The objects crashed back down on the table, rice crackers scattering everywhere, as the three drunken demons in the booth finally looked up.

  “Shit.” Kara released the man across the table and dropped her fading blue hands to her side. He fell back into his seat and coughed, reaching for his wounded neck.

  “Seriously, Kara, this is the second time this month. I told you last time that if it happened again, I’d ban you from the bar.”

  A lock of dyed orange hair fell across her cheek. “I didn’t mean to get so out of control. Give me another chance. I promise—”

  “Please unbind us,” her boyfriend pleaded. “It raises my blood pressure and I don’t feel so good right now.”

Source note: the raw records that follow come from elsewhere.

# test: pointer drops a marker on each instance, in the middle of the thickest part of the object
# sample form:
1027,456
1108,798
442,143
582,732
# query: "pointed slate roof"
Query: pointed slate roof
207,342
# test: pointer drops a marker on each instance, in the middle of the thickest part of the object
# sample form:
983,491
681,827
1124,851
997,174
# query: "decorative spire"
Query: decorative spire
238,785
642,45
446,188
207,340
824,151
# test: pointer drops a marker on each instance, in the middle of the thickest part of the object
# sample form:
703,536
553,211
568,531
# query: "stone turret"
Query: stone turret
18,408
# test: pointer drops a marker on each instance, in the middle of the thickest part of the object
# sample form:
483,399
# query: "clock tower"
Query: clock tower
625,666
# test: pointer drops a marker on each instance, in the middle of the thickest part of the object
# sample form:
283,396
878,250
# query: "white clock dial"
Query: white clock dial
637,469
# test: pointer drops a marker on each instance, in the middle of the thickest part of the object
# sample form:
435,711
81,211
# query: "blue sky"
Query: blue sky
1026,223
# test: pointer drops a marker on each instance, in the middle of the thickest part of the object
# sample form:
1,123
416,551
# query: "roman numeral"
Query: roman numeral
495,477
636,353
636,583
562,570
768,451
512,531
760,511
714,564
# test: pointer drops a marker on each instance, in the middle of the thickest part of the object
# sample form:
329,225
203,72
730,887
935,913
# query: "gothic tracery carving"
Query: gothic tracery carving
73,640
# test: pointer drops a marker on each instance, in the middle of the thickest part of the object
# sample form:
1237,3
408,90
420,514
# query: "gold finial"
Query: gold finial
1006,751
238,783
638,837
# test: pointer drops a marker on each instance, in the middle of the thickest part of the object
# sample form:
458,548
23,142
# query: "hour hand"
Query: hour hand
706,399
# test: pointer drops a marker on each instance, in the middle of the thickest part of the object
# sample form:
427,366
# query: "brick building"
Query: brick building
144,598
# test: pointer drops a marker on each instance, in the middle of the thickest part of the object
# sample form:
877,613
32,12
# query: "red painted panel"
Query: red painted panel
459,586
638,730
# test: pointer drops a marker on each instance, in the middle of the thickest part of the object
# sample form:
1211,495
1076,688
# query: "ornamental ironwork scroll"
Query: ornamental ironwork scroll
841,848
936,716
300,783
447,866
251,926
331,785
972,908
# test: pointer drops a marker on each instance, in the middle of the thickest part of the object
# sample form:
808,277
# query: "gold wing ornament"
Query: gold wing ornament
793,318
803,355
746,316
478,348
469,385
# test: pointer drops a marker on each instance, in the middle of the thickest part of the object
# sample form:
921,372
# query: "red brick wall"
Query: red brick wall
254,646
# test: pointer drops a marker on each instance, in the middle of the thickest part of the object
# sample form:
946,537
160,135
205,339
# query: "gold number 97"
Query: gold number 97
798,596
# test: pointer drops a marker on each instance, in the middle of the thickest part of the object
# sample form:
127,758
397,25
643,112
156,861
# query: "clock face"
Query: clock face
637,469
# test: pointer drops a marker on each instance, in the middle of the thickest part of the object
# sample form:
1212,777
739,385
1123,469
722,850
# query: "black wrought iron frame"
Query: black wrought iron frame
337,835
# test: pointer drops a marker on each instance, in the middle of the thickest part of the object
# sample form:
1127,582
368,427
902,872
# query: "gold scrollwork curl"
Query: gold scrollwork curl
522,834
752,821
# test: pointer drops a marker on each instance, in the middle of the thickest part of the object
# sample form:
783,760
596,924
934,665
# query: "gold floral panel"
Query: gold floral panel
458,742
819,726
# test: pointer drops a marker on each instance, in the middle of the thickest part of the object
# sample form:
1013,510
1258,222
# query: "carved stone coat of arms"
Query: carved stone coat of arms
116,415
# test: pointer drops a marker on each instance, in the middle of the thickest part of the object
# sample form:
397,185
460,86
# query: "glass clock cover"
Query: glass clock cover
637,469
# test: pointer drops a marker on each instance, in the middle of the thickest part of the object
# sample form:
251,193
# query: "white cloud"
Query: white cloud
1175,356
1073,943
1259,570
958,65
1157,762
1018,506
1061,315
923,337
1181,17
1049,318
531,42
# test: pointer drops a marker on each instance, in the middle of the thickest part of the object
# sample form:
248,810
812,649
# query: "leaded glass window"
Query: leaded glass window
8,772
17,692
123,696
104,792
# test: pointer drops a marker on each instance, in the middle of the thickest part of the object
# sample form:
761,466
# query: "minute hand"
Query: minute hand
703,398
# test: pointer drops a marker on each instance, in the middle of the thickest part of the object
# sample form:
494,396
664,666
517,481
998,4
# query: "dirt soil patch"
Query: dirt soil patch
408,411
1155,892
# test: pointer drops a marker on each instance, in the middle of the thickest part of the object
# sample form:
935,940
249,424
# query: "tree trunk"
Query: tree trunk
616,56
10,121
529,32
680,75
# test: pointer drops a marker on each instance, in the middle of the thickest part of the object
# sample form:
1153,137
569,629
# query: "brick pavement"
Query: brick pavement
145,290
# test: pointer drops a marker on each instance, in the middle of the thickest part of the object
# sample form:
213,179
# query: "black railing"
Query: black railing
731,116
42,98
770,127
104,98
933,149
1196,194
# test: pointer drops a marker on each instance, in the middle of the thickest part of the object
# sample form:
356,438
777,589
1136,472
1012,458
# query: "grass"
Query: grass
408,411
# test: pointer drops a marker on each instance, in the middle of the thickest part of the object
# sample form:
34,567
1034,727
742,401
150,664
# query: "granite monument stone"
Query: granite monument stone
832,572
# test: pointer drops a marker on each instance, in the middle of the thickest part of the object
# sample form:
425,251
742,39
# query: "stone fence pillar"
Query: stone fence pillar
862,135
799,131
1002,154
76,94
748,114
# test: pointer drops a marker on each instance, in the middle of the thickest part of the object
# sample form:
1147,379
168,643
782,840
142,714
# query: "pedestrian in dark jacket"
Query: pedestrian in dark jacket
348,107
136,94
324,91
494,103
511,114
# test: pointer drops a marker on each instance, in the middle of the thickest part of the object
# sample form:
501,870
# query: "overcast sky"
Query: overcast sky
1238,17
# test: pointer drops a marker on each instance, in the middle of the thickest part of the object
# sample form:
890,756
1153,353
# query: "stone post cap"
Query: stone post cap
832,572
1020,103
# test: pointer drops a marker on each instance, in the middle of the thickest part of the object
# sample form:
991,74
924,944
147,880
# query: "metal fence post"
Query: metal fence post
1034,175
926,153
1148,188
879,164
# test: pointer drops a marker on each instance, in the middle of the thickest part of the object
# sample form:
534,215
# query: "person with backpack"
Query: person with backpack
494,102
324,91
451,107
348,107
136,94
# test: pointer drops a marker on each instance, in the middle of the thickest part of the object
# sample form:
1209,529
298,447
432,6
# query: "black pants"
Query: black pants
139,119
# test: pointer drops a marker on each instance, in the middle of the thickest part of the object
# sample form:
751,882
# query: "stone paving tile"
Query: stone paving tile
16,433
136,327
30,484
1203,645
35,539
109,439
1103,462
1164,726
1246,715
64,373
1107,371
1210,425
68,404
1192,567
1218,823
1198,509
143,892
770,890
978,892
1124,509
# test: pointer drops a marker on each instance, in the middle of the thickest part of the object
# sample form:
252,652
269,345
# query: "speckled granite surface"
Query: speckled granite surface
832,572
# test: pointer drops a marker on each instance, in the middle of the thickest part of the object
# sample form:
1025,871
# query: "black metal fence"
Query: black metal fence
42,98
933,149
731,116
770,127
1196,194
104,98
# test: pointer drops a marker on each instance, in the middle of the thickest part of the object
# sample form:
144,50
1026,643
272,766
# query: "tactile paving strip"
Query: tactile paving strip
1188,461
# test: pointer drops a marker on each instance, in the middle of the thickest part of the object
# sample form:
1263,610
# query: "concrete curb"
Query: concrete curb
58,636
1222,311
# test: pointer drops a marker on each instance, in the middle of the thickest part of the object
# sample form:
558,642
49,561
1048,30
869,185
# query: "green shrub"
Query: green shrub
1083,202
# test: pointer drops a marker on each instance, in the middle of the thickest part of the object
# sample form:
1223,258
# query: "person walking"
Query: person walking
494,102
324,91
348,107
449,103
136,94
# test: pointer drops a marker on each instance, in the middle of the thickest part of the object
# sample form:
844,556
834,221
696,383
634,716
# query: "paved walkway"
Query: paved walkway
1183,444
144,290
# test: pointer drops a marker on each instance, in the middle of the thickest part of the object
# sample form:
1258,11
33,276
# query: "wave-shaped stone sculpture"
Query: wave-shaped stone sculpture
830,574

  Amanda pushed her way through the crowd. “Wait! They started a tab. They owe us, hold on.” She fumbled in her pocket, then flipped through several scraps of wrinkled paper until she found the right one. “Sixty-three dollars and forty cents. Oh, and Kara didn’t tip me last week when she came in.” She clicked her tongue at Kara and winked. “Don’t think I didn’t notice.”

  “There’s also the broken barware,” I noted.

  “Here!” Kara’s boyfriend pulled out a hundred-dollar bill. “Please, unbind us now.”

  As Amanda snatched up the money, her foot crossed the triangle and inadvertently broke the binding spell. Kara’s boyfriend slumped to the table, heaving, as the other two gasped in relief.

  “Oops, sorry, Cady.” Amanda winced at the dead triangle as she pocketed the money.

  A table busser appeared with a broom. I scanned the crowd for one of our regulars and quickly spotted him. Bob was a short Earthbound in his thirties with dark, slicked-back hair and a lazy eye. He was dressed in his usual attire, a Hawaiian printed shirt with repeating hula girls. Unlike half the people in the bar, Bob’s demonic ability was useful. He was a healer. Not a miraculous one, but good in a pinch. He also had a thing for me and would probably set himself on fire if asked.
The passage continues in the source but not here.